2.2. bash challenge¶
How to approach the challenge¶
To solve the following problem sets try to find the answers by learning to use the tools that have been introduced to you. Start by reviewing the lectures and tutorials, then move on to google searching for tutorials on the tools or tasks that are being asked. Also try the class chatroom. Please do not turn to AI bots as a first approach. I encourage you to challenge yourself to try to understand the answers that you find. Only then should you optionally turn to a bot to ask if there is a better or faster way to answer the question, and/or to provide an explanation to you of why your answer works.
The assignment¶
Your assignment is to create a new Markdown document on GitHub within your
hack-2-shell
repository from tutorial 2.0. To do this, navigate to the
repository webpage and find the button that says assignment.md
. This will
bring you inside of an interactive Markdown editor where you can type in
code and text and also preview it as rendered text.
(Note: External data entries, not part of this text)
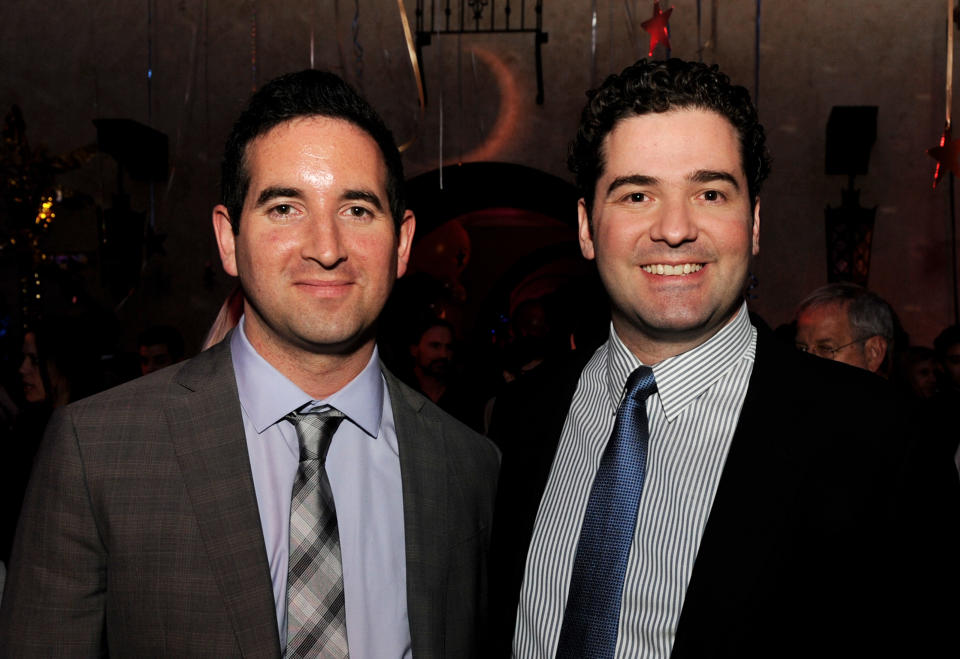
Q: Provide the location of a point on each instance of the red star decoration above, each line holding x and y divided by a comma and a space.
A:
947, 156
658, 27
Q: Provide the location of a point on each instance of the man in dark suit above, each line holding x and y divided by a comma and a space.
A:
694, 489
160, 519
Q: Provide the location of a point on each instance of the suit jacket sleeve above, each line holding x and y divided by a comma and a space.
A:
56, 587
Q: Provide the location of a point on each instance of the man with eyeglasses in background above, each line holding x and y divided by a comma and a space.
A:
847, 323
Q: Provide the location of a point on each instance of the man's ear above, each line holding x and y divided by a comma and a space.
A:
226, 240
584, 230
756, 227
405, 239
875, 349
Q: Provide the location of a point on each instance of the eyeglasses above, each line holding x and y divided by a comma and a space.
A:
828, 353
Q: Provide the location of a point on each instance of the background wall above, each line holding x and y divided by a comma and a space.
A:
66, 64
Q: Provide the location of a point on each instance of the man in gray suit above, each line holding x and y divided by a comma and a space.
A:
159, 518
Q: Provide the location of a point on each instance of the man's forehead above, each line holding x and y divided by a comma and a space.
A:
627, 130
830, 317
336, 126
359, 160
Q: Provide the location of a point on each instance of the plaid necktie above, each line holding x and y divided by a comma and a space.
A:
316, 613
592, 615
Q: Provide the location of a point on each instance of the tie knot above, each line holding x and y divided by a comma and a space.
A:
641, 384
314, 431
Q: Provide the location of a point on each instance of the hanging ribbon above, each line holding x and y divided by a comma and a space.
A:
253, 45
631, 32
949, 86
357, 48
947, 153
415, 65
593, 44
699, 34
756, 59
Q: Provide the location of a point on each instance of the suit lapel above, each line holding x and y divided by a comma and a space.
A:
207, 430
767, 459
423, 474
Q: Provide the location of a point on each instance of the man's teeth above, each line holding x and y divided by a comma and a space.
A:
661, 269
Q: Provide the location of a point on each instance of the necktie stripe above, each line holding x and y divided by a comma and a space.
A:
592, 615
316, 608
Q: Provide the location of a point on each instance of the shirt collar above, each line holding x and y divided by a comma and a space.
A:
681, 379
267, 395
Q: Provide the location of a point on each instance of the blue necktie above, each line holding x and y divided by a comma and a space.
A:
596, 587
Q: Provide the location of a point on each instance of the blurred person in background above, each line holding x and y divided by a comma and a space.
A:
849, 324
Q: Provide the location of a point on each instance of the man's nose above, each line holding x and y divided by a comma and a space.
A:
325, 242
675, 225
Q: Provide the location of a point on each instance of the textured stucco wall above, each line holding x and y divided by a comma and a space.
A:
67, 63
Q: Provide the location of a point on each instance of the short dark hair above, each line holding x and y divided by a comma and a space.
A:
649, 86
309, 93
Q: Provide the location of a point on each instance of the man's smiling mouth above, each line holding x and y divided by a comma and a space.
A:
672, 270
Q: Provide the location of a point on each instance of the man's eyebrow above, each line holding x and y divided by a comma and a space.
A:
275, 191
632, 179
363, 195
709, 176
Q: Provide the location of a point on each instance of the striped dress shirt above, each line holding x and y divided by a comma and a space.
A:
692, 418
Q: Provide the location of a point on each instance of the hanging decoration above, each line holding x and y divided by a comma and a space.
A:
415, 65
357, 48
756, 57
947, 152
29, 198
253, 45
593, 44
469, 18
947, 155
658, 27
632, 35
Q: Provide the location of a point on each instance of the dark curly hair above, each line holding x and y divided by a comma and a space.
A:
309, 93
649, 86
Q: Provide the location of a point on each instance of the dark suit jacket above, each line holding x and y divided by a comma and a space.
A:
805, 552
140, 533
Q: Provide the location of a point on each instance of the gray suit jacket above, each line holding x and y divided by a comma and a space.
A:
140, 534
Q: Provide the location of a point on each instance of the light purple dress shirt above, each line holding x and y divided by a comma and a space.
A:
363, 465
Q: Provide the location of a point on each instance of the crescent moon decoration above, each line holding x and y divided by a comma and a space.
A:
505, 127
412, 52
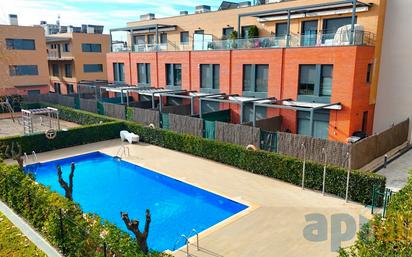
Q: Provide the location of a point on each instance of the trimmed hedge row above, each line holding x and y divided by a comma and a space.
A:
390, 236
82, 232
272, 165
72, 137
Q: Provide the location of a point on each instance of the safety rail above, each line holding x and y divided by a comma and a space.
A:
122, 152
187, 241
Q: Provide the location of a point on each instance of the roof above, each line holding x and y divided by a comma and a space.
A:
146, 27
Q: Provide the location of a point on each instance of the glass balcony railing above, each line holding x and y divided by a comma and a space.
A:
357, 38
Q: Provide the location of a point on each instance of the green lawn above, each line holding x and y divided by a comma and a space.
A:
13, 243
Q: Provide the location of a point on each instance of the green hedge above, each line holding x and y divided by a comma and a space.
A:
41, 208
391, 236
272, 165
72, 137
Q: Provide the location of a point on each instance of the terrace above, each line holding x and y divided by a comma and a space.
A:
350, 34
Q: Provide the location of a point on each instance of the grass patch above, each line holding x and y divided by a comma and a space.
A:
13, 243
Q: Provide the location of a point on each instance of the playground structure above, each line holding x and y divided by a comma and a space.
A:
32, 117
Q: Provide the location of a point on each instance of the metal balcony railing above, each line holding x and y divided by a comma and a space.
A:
314, 39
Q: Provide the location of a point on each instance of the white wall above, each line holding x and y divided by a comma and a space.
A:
394, 99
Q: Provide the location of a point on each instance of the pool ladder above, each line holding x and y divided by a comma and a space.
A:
34, 158
187, 242
123, 151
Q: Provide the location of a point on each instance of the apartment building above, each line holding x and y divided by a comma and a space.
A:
313, 53
75, 57
23, 59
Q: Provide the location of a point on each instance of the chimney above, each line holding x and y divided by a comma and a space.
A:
147, 16
202, 8
245, 4
13, 19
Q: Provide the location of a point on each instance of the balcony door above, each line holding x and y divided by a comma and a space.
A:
309, 33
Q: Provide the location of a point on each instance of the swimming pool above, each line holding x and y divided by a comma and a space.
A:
106, 186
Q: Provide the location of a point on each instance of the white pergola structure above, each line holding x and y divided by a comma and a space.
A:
28, 118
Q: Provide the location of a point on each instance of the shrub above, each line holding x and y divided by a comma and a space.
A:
390, 236
41, 207
72, 137
272, 165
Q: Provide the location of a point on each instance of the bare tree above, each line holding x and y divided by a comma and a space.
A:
68, 188
133, 225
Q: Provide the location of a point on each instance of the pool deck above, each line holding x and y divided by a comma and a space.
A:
272, 226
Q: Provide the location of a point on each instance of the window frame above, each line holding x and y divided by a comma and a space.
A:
181, 37
11, 44
147, 75
253, 81
170, 69
213, 85
17, 70
94, 65
316, 96
90, 48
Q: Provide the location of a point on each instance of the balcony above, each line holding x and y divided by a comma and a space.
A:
320, 39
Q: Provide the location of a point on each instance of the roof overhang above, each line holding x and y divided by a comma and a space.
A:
147, 28
309, 10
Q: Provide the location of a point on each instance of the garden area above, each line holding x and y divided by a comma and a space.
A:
13, 243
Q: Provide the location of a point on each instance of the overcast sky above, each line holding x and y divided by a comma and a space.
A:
110, 13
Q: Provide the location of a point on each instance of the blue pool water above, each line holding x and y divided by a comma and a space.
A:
106, 186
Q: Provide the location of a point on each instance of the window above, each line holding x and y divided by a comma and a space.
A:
309, 33
95, 48
23, 70
143, 74
281, 29
326, 80
70, 89
320, 123
33, 92
139, 40
209, 77
88, 68
118, 72
330, 26
57, 88
315, 81
66, 47
255, 79
245, 31
68, 70
174, 75
365, 121
163, 38
150, 39
226, 32
369, 74
184, 37
20, 44
55, 69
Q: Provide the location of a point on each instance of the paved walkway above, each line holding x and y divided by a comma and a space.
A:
273, 226
30, 233
397, 172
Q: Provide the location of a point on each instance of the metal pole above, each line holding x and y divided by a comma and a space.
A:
254, 114
200, 107
304, 166
288, 30
353, 22
160, 102
311, 122
324, 172
192, 106
348, 176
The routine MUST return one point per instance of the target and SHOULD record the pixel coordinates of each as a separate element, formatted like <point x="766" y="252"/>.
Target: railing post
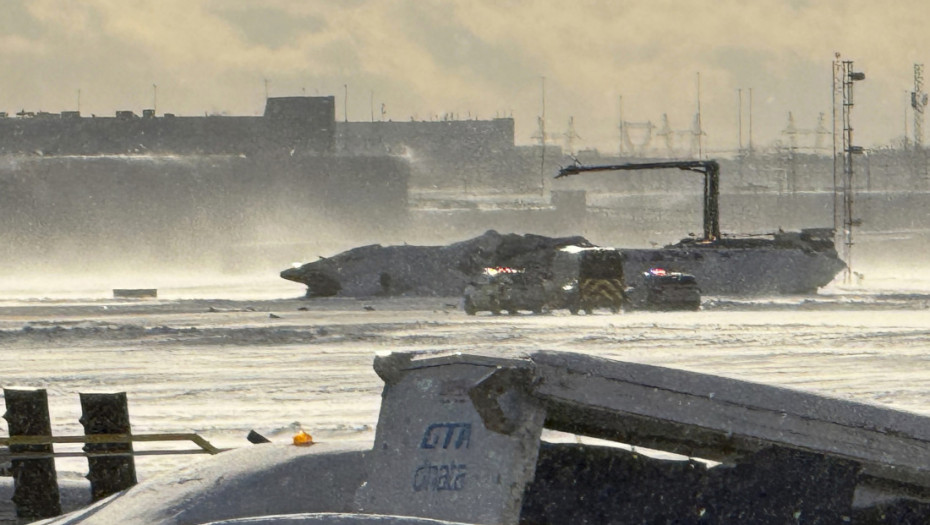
<point x="35" y="482"/>
<point x="107" y="414"/>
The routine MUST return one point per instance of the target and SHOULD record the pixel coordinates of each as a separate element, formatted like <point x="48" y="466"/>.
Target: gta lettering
<point x="439" y="477"/>
<point x="440" y="435"/>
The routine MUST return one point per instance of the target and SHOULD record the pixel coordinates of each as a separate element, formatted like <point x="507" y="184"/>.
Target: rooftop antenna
<point x="739" y="118"/>
<point x="620" y="113"/>
<point x="918" y="103"/>
<point x="570" y="136"/>
<point x="844" y="76"/>
<point x="750" y="121"/>
<point x="699" y="129"/>
<point x="542" y="140"/>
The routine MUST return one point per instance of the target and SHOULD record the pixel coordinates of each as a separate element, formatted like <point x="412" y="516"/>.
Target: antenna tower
<point x="843" y="79"/>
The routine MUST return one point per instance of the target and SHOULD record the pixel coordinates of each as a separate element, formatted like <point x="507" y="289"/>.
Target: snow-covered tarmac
<point x="221" y="367"/>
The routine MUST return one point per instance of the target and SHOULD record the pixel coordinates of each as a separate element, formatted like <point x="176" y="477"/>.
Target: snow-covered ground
<point x="223" y="359"/>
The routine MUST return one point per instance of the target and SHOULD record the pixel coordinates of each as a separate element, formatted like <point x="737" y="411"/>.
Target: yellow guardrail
<point x="204" y="446"/>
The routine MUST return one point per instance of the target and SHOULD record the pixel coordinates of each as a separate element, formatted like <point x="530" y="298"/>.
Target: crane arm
<point x="709" y="168"/>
Enter your answers to the problems below into this document using Markdown, while following these instructions: (1) Label each question with a header; (2) write/copy the question as plain text; (3) write a description of how you found a solution to the problem in plain text; and finally (4) write a code-block with your solution. You will use your terminal to find solutions to the problems, and then enter your answers into the Markdown document. Below you can see an example response.
Example Response¶
Question X: sort the string¶
Parse the string X into a list of elements and then use the sort
command to
sort them in reverse alphanumeric order. X="apples,bananas,oranges,pancakes"
.
I first looked for shell command to sort items and found the man page of sort
.
I see that it sorts lines of text, so I realized I need to first split the elements of X
onto separate lines. Therefore, I looked for a string splitting command and found
the substitution tool sed
to replace "," with "\n", which effectively splits a
string into separate lines. This program works on files, so I need to feed my
string X to it as if it were a file. I did this using a pipe from the program
echo
which reads text to stdout. Finally, I sorted the substituted text using
sort
with the -r
option to reverse it.
echo $x | sed 's/,/\n/g' | sort -r
pancakes
oranges
bananas
apples
Note
Follow this same format to answer the 4 questions below and save your answers to your markdown document on github. If you get stuck, ask your fellow classmates for help on the shared gitter chatroom page.
1. Get the data files¶
Download the following data files from the internet using the curl command:
http://eaton-lab.org/pdsb/test.fastq.gz
and http://eaton-lab.org/pdsb/iris-data-dirty.csv
. Use the less
or zless
commands to look at each file.
Describe what these commands do.
Finally, use the head
command to print the first 5 lines of the file iris-data-dirty.csv
.
2. Clean the data¶
Use grep
, uniq
, and sed
for this question.
Check that all of the species names are spelled correctly in
the file iris-data-dirty.csv
. Also check for missing values stored as NA. Create a new
file where mispelled names are replaced with the correct values, and lines with NA are
excluded, and save it as iris-data-clean.csv
. Use cut
, sort
and uniq
to list the
number of data values there are for each species in the new cleaned data file. Describe your work.
3. Find a sequence¶
Find how many lines in the data file test.fastq.gz
start with "TGCAG" and end with "GAG". Describe your work.
4. Find a sequence chunk¶
Using grep
and other tools if necessary find all lines that contain the sequence "AAAACCCC" and for each print that line, the line above it, and two lines below it (so that a 4-line chunk around each search hit is printed). Describe your work.
Alert
Do not forget to save your results in the Markdown document in your GitHub hack-2-shell repository. We will be sharing these answers with each other in class next week. If you get stuck on the problems above ask for help from your class mates on the gitter chatroom page.